In June 2015, Pitchfork published an article predicting Kanye was about to drop a brick. Their reasoning was totally logical – Kanye’s focus nowadays is directed towards his fashion, his family, and his video game (as we recently found out). Leading up to the release, it seemed more and more as if this prediction would come true. Kanye became a home renter who kept making excuses to his landlord as to why he didn’t have the money. His tracklist was tinkered with at random by anonymous artists doodling on Ye’s notepad. The whole thing felt so hastily made… I mean, look at the fucking cover art. It’s something so unusual coming from the same guy who RZA praised for his focused energy. The same guy who made 75 mixdowns of “Stronger.” The same guy who made Pusha T rewrite his verse three times for “Runaway.” The perfectionist to music may not have the time to be so, as he spends 45 seconds obnoxiously mocking his former fans on the a capella “I Love Kanye.” Imagine that on My Beautiful Dark Twisted Fantasy.

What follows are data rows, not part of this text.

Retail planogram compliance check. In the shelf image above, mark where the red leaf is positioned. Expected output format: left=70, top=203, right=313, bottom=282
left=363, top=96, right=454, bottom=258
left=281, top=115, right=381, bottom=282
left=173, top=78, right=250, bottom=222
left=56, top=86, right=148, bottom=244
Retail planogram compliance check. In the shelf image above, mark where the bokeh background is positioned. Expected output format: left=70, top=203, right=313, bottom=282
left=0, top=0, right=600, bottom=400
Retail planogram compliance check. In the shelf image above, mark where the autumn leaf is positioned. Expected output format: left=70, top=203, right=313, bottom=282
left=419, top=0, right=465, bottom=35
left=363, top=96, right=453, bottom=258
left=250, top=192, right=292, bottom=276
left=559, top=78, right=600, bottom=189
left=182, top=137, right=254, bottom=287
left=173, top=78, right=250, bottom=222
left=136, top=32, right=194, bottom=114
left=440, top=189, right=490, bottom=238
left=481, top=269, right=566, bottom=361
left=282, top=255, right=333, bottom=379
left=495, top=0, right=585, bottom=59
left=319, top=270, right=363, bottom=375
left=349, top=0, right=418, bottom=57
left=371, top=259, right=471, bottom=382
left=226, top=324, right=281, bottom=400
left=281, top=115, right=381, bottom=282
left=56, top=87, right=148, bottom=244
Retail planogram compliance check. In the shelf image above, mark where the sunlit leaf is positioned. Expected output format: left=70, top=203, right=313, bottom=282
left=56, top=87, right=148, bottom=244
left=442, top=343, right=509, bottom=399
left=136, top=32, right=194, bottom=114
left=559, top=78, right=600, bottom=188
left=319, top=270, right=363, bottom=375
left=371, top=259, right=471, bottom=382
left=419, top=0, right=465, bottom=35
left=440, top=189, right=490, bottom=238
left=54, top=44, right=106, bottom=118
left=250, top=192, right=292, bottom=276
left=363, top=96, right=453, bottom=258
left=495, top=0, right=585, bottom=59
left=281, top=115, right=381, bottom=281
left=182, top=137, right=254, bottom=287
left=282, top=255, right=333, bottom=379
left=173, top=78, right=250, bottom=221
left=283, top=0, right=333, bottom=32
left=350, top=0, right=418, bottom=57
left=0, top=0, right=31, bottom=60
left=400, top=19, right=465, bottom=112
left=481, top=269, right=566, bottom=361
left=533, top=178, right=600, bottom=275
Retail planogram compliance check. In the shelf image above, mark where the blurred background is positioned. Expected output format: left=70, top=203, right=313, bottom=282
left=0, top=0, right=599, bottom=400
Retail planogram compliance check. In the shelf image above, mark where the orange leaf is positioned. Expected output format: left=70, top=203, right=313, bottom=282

If the laser-focused To Pimp A Butterfly is on one end of the hip-hop spectrum with its extremely abstract storylines and concepts, The Life Of Pablo is on the other. The opener, “Ultra Light Beam” is about as perfect of a gospel hip-hop record as there’s ever been. The sound oozes “Sunday Candy” and features both Chance The Rapper & Donnie Trumpet. The religious and spiritual vibes are powerful and then before you know it, Kanye chimes in with: “Now if I fuck this model/ And she just bleached her asshole/ And I get bleach on my T-shirt/ Imma feel like an asshole” on “Father Stretch My Hands Pt.1.” The change from the cathedral setting to the middle-school playground is representative of the whole album. On “Famous” in typical Kanye fashion, he leads off with “I feel like me and Taylor (Swift) might still have sex / Why? I made that bitch famous.” As controversial as the line is, it’s hard to dwell on it and not get caught up in the utter joy of the “Bam Bam” sample that closes off the song.

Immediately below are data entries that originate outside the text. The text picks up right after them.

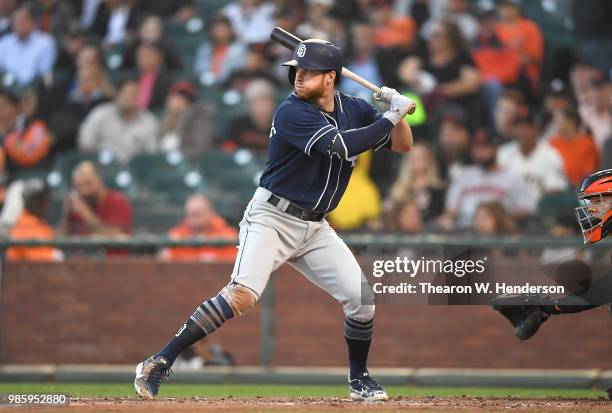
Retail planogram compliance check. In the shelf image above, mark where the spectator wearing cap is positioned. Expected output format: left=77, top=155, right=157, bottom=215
left=497, top=107, right=567, bottom=204
left=296, top=0, right=334, bottom=39
left=136, top=43, right=172, bottom=112
left=37, top=0, right=74, bottom=40
left=91, top=0, right=140, bottom=47
left=398, top=20, right=482, bottom=125
left=471, top=8, right=521, bottom=122
left=578, top=80, right=612, bottom=153
left=121, top=15, right=183, bottom=71
left=223, top=80, right=276, bottom=153
left=340, top=21, right=382, bottom=103
left=383, top=143, right=446, bottom=222
left=78, top=78, right=159, bottom=162
left=496, top=0, right=544, bottom=94
left=437, top=106, right=472, bottom=182
left=193, top=14, right=247, bottom=82
left=489, top=89, right=524, bottom=143
left=572, top=0, right=612, bottom=73
left=0, top=0, right=17, bottom=36
left=472, top=201, right=516, bottom=237
left=541, top=79, right=576, bottom=141
left=160, top=81, right=214, bottom=161
left=60, top=161, right=132, bottom=236
left=160, top=195, right=238, bottom=262
left=421, top=0, right=479, bottom=43
left=6, top=179, right=63, bottom=261
left=0, top=6, right=57, bottom=85
left=223, top=0, right=276, bottom=44
left=549, top=108, right=599, bottom=186
left=223, top=45, right=279, bottom=93
left=438, top=133, right=536, bottom=230
left=0, top=91, right=52, bottom=177
left=372, top=0, right=417, bottom=49
left=47, top=65, right=114, bottom=152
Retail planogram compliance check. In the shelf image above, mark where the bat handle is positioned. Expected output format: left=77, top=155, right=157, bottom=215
left=342, top=67, right=416, bottom=115
left=342, top=67, right=380, bottom=93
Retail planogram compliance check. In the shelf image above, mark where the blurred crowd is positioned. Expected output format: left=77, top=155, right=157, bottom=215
left=0, top=0, right=612, bottom=260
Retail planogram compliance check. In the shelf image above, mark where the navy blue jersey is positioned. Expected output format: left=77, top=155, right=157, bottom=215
left=259, top=91, right=391, bottom=212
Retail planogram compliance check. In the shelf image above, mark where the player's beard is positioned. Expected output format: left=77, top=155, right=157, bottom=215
left=294, top=79, right=325, bottom=101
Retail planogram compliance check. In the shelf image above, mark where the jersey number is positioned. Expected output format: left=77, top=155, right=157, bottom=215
left=268, top=119, right=276, bottom=139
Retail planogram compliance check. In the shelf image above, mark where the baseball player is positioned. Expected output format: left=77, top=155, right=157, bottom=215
left=492, top=169, right=612, bottom=392
left=134, top=39, right=412, bottom=401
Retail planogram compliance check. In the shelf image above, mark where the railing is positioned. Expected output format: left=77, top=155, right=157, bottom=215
left=0, top=234, right=612, bottom=366
left=0, top=234, right=612, bottom=250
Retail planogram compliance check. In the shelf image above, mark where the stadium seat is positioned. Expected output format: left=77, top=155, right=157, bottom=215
left=129, top=152, right=205, bottom=205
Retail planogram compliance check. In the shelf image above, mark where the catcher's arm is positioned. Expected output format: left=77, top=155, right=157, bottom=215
left=490, top=294, right=551, bottom=341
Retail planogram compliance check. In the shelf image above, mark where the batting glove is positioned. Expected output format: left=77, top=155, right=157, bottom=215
left=383, top=94, right=413, bottom=126
left=374, top=86, right=399, bottom=104
left=372, top=86, right=399, bottom=113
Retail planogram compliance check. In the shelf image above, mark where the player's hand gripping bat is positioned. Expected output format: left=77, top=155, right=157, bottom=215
left=270, top=27, right=416, bottom=114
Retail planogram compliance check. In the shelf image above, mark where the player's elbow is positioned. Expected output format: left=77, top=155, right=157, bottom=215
left=391, top=121, right=414, bottom=153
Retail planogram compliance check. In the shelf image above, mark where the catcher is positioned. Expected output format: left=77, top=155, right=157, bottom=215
left=491, top=169, right=612, bottom=386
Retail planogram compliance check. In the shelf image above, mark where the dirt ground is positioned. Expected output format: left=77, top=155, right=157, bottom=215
left=5, top=397, right=612, bottom=413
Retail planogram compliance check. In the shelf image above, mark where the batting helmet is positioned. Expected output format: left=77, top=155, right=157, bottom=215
left=283, top=39, right=343, bottom=85
left=576, top=169, right=612, bottom=244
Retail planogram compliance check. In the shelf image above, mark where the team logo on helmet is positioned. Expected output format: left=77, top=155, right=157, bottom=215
left=297, top=44, right=306, bottom=57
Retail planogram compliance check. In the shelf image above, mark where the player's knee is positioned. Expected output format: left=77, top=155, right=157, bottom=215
left=220, top=284, right=258, bottom=316
left=344, top=303, right=376, bottom=323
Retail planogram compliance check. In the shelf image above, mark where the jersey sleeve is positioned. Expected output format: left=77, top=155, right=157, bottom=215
left=270, top=104, right=338, bottom=156
left=357, top=99, right=391, bottom=151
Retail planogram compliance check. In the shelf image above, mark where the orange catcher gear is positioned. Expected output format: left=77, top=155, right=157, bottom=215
left=575, top=169, right=612, bottom=244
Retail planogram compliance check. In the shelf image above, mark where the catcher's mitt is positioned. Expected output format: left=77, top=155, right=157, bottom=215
left=490, top=294, right=550, bottom=341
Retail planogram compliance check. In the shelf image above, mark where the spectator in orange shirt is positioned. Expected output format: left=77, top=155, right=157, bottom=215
left=472, top=9, right=521, bottom=123
left=549, top=108, right=599, bottom=186
left=372, top=1, right=416, bottom=48
left=496, top=0, right=544, bottom=94
left=61, top=161, right=132, bottom=236
left=6, top=179, right=63, bottom=261
left=160, top=195, right=238, bottom=262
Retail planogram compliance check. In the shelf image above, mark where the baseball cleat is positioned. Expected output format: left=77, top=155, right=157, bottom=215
left=349, top=370, right=389, bottom=402
left=134, top=356, right=172, bottom=399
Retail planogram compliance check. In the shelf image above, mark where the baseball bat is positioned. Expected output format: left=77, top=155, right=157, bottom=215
left=270, top=27, right=416, bottom=115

“Famous” gives off hints of the care-free nature of Graduation, but the next song, “Feedback”, is the closest thing to Yeezus since… Yeezus. Lines like “I wish my dick had a GoPro,” or “I bet me and Ray J would be friends if we ain’t love the same bitch,” on “Highlights” make it seem like Kanye’s abandoned conscious efforts for braggadocious ones. But then the album closes with the nihilistic “FML”, the introspective “Real Friends”, and the emotional “Wolves”. Pitchfork was right when they guessed “for the first time, there seems to be no animating idea behind his next project, no mission statement.” The Life Of Pablo is an aimless roller coaster of an album.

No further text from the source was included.